Красивость, слегка банальная, — один из необходимых элементов романса. Пафос его невелик. Но тот, кто поет романс, влагает в его нехитрое содержание всю слегка обыденную драму души страдающей, хоть и простой.
В наши дни, напряженные, нарочито сложные, духовно живущие не по средствам, есть особая радость в том, чтобы заглянуть в такую душу, полюбить ее чувства, простые и древние, как земля, которой вращенье, очарованье и власть вечно священны и — вечно банальны. Ах, как стары и дряхлы те, кому кажутся устарелыми зеленые весны, щелк соловья и лунная ночь!»[181]

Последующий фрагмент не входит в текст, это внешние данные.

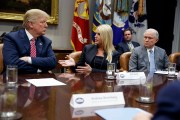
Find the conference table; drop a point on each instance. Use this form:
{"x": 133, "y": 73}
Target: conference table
{"x": 53, "y": 102}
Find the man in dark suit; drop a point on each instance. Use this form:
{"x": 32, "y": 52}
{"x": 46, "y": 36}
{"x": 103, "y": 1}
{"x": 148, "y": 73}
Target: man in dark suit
{"x": 168, "y": 107}
{"x": 127, "y": 44}
{"x": 17, "y": 50}
{"x": 141, "y": 59}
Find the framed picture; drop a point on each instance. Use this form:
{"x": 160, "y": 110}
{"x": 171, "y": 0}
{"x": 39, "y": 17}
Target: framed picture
{"x": 15, "y": 9}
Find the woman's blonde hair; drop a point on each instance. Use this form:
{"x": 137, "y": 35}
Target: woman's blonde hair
{"x": 106, "y": 35}
{"x": 33, "y": 15}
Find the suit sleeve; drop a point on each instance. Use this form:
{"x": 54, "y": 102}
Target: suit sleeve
{"x": 133, "y": 61}
{"x": 47, "y": 61}
{"x": 11, "y": 56}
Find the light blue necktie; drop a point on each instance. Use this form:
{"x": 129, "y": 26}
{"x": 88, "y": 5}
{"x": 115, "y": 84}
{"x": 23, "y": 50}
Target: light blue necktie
{"x": 151, "y": 60}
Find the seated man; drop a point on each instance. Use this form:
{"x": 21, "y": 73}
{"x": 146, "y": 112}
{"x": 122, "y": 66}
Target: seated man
{"x": 127, "y": 44}
{"x": 149, "y": 58}
{"x": 28, "y": 48}
{"x": 168, "y": 107}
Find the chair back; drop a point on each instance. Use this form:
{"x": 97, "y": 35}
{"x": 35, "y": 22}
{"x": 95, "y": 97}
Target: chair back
{"x": 174, "y": 57}
{"x": 124, "y": 61}
{"x": 75, "y": 55}
{"x": 1, "y": 58}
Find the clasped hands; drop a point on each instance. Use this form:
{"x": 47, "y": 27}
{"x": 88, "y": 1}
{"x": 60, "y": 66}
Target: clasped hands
{"x": 70, "y": 62}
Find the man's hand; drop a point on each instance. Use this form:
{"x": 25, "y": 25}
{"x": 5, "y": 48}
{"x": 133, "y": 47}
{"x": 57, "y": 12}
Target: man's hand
{"x": 84, "y": 69}
{"x": 25, "y": 59}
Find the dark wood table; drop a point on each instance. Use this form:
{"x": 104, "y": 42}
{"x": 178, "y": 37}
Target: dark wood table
{"x": 52, "y": 103}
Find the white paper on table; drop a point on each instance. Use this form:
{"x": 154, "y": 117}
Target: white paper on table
{"x": 45, "y": 82}
{"x": 163, "y": 72}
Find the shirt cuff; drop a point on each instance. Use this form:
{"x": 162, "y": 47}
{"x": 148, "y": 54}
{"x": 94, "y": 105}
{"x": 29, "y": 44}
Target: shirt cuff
{"x": 29, "y": 60}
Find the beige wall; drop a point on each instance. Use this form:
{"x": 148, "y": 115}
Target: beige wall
{"x": 59, "y": 34}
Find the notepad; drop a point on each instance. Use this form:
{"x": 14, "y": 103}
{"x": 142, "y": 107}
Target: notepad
{"x": 45, "y": 82}
{"x": 119, "y": 113}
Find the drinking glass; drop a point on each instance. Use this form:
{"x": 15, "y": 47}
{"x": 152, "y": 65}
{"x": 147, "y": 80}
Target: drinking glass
{"x": 171, "y": 69}
{"x": 146, "y": 90}
{"x": 11, "y": 75}
{"x": 110, "y": 71}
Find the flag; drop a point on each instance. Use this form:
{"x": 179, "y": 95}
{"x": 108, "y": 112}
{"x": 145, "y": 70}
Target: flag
{"x": 120, "y": 19}
{"x": 102, "y": 14}
{"x": 138, "y": 19}
{"x": 80, "y": 27}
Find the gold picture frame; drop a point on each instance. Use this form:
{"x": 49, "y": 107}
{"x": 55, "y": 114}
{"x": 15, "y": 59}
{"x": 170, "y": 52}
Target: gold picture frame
{"x": 6, "y": 14}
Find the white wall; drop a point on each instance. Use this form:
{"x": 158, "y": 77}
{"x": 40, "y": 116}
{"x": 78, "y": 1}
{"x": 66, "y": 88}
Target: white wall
{"x": 59, "y": 34}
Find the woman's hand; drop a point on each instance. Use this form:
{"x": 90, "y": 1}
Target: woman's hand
{"x": 84, "y": 69}
{"x": 67, "y": 63}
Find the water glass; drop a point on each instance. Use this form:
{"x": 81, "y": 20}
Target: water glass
{"x": 171, "y": 69}
{"x": 110, "y": 70}
{"x": 11, "y": 75}
{"x": 146, "y": 89}
{"x": 8, "y": 102}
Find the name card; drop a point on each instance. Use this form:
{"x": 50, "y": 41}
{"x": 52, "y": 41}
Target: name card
{"x": 89, "y": 111}
{"x": 130, "y": 75}
{"x": 97, "y": 99}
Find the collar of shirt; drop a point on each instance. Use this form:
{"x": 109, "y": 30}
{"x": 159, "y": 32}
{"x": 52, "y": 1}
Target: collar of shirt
{"x": 29, "y": 35}
{"x": 149, "y": 53}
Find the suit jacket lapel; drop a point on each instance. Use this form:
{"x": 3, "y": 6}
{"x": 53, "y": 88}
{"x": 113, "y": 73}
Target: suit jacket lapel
{"x": 156, "y": 55}
{"x": 126, "y": 46}
{"x": 39, "y": 46}
{"x": 145, "y": 56}
{"x": 92, "y": 53}
{"x": 24, "y": 39}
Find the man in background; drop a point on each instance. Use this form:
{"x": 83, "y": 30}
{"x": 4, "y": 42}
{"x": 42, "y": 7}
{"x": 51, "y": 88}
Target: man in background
{"x": 28, "y": 48}
{"x": 127, "y": 44}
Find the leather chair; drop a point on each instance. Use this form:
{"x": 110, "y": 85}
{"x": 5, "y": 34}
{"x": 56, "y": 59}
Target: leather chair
{"x": 75, "y": 55}
{"x": 1, "y": 58}
{"x": 124, "y": 61}
{"x": 175, "y": 58}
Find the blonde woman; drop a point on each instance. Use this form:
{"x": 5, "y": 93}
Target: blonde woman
{"x": 94, "y": 57}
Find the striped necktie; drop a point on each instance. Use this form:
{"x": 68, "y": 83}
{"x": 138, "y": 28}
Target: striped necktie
{"x": 151, "y": 60}
{"x": 131, "y": 47}
{"x": 32, "y": 92}
{"x": 33, "y": 48}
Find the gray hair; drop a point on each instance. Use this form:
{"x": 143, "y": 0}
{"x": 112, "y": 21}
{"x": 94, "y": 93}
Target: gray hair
{"x": 155, "y": 32}
{"x": 32, "y": 15}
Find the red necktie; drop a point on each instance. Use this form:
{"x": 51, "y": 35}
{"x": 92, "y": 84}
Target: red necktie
{"x": 33, "y": 48}
{"x": 31, "y": 92}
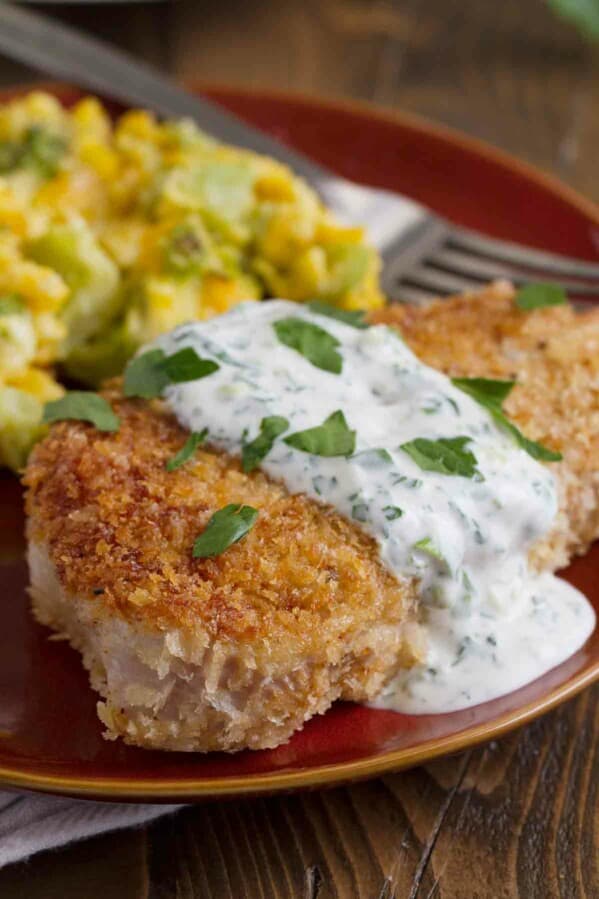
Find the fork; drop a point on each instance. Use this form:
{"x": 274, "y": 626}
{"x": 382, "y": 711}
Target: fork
{"x": 423, "y": 254}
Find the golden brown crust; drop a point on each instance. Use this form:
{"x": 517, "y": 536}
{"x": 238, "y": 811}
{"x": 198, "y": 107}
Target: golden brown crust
{"x": 114, "y": 520}
{"x": 553, "y": 354}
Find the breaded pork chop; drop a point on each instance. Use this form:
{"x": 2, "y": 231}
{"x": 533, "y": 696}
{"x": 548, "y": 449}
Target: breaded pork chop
{"x": 553, "y": 355}
{"x": 238, "y": 651}
{"x": 203, "y": 654}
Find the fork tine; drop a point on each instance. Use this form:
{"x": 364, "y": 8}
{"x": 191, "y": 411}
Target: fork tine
{"x": 506, "y": 251}
{"x": 481, "y": 269}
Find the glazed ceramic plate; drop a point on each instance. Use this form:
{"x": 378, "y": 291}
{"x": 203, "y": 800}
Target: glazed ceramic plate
{"x": 50, "y": 738}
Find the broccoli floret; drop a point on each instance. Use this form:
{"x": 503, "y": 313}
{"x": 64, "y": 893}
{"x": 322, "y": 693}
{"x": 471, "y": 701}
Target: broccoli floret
{"x": 20, "y": 426}
{"x": 92, "y": 276}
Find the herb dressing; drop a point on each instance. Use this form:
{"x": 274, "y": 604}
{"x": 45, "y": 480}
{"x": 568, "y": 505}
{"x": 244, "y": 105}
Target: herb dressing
{"x": 449, "y": 496}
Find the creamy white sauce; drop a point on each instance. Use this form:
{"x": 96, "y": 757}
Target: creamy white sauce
{"x": 491, "y": 624}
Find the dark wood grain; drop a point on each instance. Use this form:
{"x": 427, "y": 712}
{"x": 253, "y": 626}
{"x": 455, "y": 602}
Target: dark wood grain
{"x": 518, "y": 818}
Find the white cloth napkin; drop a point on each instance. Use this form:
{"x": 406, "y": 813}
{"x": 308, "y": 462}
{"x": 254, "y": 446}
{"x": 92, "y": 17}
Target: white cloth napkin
{"x": 30, "y": 823}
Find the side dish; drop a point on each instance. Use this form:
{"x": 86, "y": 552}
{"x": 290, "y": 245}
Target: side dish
{"x": 284, "y": 506}
{"x": 112, "y": 233}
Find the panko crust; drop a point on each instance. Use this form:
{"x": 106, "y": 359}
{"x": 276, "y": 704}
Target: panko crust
{"x": 553, "y": 354}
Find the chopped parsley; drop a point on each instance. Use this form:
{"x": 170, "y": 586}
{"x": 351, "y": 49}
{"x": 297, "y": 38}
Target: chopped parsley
{"x": 360, "y": 511}
{"x": 392, "y": 512}
{"x": 82, "y": 405}
{"x": 195, "y": 439}
{"x": 146, "y": 376}
{"x": 311, "y": 341}
{"x": 225, "y": 527}
{"x": 447, "y": 455}
{"x": 253, "y": 452}
{"x": 538, "y": 296}
{"x": 356, "y": 318}
{"x": 332, "y": 438}
{"x": 491, "y": 394}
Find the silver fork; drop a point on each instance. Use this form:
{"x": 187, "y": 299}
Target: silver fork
{"x": 423, "y": 255}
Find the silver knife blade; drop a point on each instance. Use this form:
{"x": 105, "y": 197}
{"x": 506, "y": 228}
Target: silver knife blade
{"x": 66, "y": 53}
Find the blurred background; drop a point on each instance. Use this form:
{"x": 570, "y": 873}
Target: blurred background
{"x": 515, "y": 72}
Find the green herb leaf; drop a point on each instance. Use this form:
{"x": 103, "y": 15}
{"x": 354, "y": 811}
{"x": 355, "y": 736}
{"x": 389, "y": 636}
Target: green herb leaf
{"x": 313, "y": 342}
{"x": 354, "y": 317}
{"x": 373, "y": 457}
{"x": 145, "y": 376}
{"x": 392, "y": 512}
{"x": 536, "y": 450}
{"x": 226, "y": 527}
{"x": 491, "y": 394}
{"x": 270, "y": 428}
{"x": 43, "y": 150}
{"x": 426, "y": 545}
{"x": 537, "y": 296}
{"x": 186, "y": 365}
{"x": 445, "y": 455}
{"x": 12, "y": 304}
{"x": 486, "y": 391}
{"x": 331, "y": 438}
{"x": 194, "y": 440}
{"x": 81, "y": 405}
{"x": 583, "y": 13}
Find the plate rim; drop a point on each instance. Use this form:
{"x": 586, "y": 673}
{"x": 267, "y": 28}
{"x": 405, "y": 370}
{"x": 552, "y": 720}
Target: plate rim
{"x": 167, "y": 789}
{"x": 416, "y": 121}
{"x": 193, "y": 789}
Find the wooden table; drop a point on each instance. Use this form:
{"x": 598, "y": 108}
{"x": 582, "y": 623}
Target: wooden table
{"x": 517, "y": 818}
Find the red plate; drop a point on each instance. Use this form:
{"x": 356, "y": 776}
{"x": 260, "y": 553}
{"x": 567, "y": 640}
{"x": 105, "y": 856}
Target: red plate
{"x": 50, "y": 738}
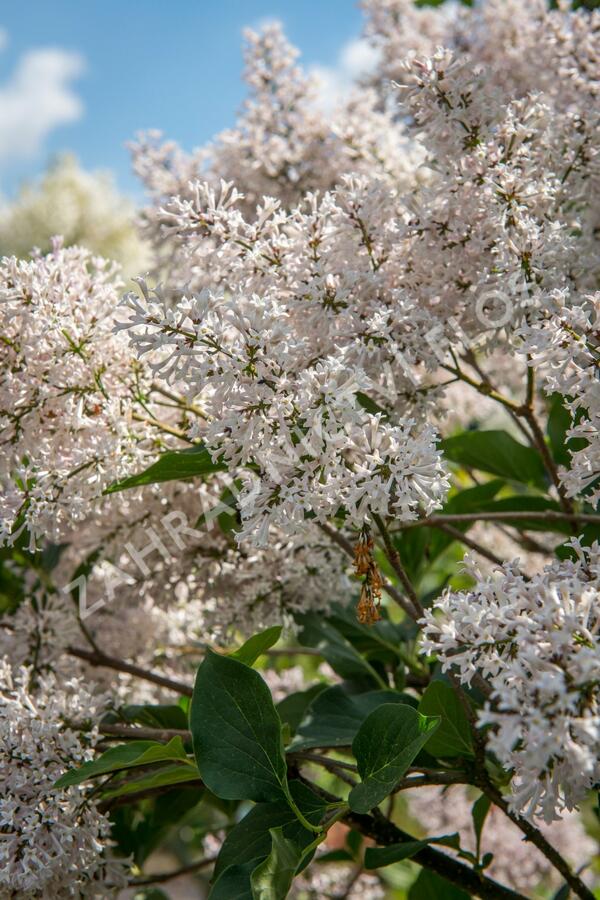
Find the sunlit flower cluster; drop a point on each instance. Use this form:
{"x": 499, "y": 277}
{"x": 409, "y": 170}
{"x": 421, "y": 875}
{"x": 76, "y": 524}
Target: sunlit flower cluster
{"x": 53, "y": 842}
{"x": 536, "y": 642}
{"x": 66, "y": 389}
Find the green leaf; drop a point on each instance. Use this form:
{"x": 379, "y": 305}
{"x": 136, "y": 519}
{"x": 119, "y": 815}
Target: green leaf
{"x": 272, "y": 879}
{"x": 172, "y": 466}
{"x": 453, "y": 737}
{"x": 336, "y": 649}
{"x": 479, "y": 812}
{"x": 163, "y": 777}
{"x": 234, "y": 883}
{"x": 385, "y": 746}
{"x": 125, "y": 756}
{"x": 250, "y": 840}
{"x": 470, "y": 500}
{"x": 334, "y": 717}
{"x": 293, "y": 707}
{"x": 496, "y": 452}
{"x": 236, "y": 732}
{"x": 257, "y": 645}
{"x": 430, "y": 886}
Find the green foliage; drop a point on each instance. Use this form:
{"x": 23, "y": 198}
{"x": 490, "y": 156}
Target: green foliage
{"x": 453, "y": 737}
{"x": 175, "y": 465}
{"x": 335, "y": 716}
{"x": 430, "y": 886}
{"x": 386, "y": 744}
{"x": 126, "y": 756}
{"x": 498, "y": 453}
{"x": 257, "y": 645}
{"x": 340, "y": 653}
{"x": 250, "y": 839}
{"x": 236, "y": 732}
{"x": 272, "y": 879}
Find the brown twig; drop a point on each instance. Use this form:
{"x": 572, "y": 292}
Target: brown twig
{"x": 98, "y": 658}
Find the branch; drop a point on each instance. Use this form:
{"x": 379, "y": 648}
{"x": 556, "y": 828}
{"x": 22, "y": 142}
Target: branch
{"x": 394, "y": 559}
{"x": 458, "y": 535}
{"x": 385, "y": 833}
{"x": 168, "y": 876}
{"x": 98, "y": 658}
{"x": 546, "y": 515}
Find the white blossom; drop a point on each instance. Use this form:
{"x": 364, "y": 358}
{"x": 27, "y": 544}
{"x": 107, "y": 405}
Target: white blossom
{"x": 536, "y": 642}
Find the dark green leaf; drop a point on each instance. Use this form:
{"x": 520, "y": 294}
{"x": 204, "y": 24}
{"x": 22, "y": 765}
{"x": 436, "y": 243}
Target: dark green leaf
{"x": 479, "y": 812}
{"x": 250, "y": 839}
{"x": 234, "y": 883}
{"x": 293, "y": 707}
{"x": 496, "y": 452}
{"x": 174, "y": 465}
{"x": 334, "y": 717}
{"x": 236, "y": 732}
{"x": 453, "y": 737}
{"x": 272, "y": 879}
{"x": 470, "y": 500}
{"x": 430, "y": 886}
{"x": 257, "y": 645}
{"x": 385, "y": 746}
{"x": 126, "y": 756}
{"x": 162, "y": 777}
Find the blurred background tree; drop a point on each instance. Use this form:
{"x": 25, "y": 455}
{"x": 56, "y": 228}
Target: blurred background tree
{"x": 84, "y": 207}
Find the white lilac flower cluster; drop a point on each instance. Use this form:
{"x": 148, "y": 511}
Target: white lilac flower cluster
{"x": 443, "y": 810}
{"x": 53, "y": 842}
{"x": 282, "y": 146}
{"x": 275, "y": 402}
{"x": 565, "y": 347}
{"x": 536, "y": 641}
{"x": 66, "y": 388}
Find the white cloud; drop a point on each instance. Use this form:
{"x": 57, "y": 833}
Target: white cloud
{"x": 36, "y": 99}
{"x": 355, "y": 59}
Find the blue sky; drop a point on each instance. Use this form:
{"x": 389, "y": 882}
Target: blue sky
{"x": 85, "y": 75}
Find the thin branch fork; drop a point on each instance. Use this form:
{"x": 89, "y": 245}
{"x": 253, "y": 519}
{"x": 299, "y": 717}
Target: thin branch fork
{"x": 546, "y": 515}
{"x": 98, "y": 658}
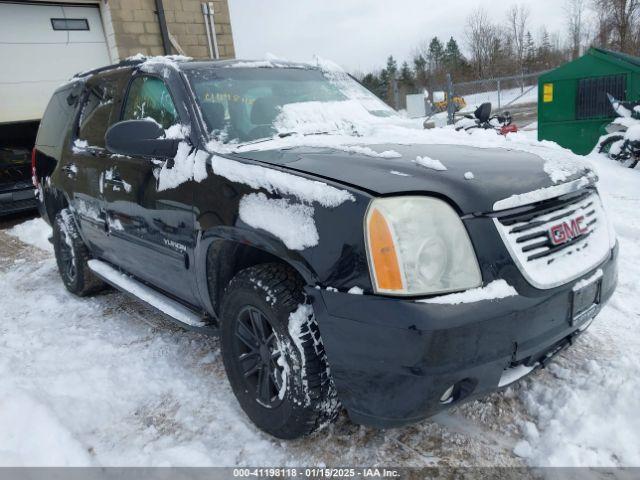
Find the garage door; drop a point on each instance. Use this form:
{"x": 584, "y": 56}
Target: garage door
{"x": 41, "y": 46}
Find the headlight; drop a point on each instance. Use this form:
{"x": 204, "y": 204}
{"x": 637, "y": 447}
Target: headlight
{"x": 418, "y": 246}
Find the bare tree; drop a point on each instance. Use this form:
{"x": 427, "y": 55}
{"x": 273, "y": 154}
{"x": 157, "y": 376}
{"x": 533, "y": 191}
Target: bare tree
{"x": 518, "y": 18}
{"x": 620, "y": 17}
{"x": 483, "y": 41}
{"x": 575, "y": 18}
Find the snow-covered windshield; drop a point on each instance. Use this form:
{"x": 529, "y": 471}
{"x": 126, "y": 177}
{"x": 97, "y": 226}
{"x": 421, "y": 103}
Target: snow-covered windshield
{"x": 246, "y": 104}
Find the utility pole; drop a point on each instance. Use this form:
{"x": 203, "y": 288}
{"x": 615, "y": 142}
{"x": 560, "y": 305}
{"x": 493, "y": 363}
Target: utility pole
{"x": 451, "y": 107}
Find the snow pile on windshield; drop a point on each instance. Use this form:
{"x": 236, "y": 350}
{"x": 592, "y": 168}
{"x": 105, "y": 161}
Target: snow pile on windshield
{"x": 369, "y": 152}
{"x": 493, "y": 291}
{"x": 291, "y": 223}
{"x": 275, "y": 181}
{"x": 348, "y": 123}
{"x": 342, "y": 118}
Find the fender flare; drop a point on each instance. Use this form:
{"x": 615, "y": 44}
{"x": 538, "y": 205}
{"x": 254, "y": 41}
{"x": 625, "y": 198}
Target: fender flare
{"x": 229, "y": 239}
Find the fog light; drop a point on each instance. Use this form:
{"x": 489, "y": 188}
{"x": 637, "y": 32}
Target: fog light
{"x": 447, "y": 396}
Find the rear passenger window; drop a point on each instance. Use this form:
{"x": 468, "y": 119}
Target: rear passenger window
{"x": 97, "y": 112}
{"x": 56, "y": 118}
{"x": 149, "y": 98}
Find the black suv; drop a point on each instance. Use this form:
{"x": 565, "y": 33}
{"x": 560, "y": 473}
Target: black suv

Любование «изысканной банальностью», старинным высоким простодушием, противопоставленным претенциозному манерничанью «девиц в платьях», мечта о волшебно-буколическом «ситцевом царстве» — все это вполне соответствовало тенденциям этих лет. Но у Ходасевича это лишь один из полюсов сознания и творчества. Второй — это, напротив, упоение собственными одиночеством, безлюбием, обреченностью и связанной с ними свободой. С ностальгией припоминаемые былые «лирические речи», «радости любви простой» и нынешнее «уединенное презренье», родственное вдохновению, которое зовется «святыней», сталкиваются в одном стихотворении. И это лишь ранняя, несколько наивная интерпретация той внутренней раздвоенности между «человеческим» в себе (мягким, чуть-чуть инфантильным, не свободным от сентиментальности) и высоким, вечным, космическим, требовавшим отречения и беспощадности. Где-то на сломе этих двух «я» рождалось знаменитое остроумие Ходасевича, в их единстве — его лирика.
Этот пафос гибельной избранности кажется ницшеанским, но в том преломлении, которое характерно для Ходасевича, он старше Ницше. Можно вспомнить о «русском байронизме», под знаком которого прошла юность Пушкина и Лермонтова.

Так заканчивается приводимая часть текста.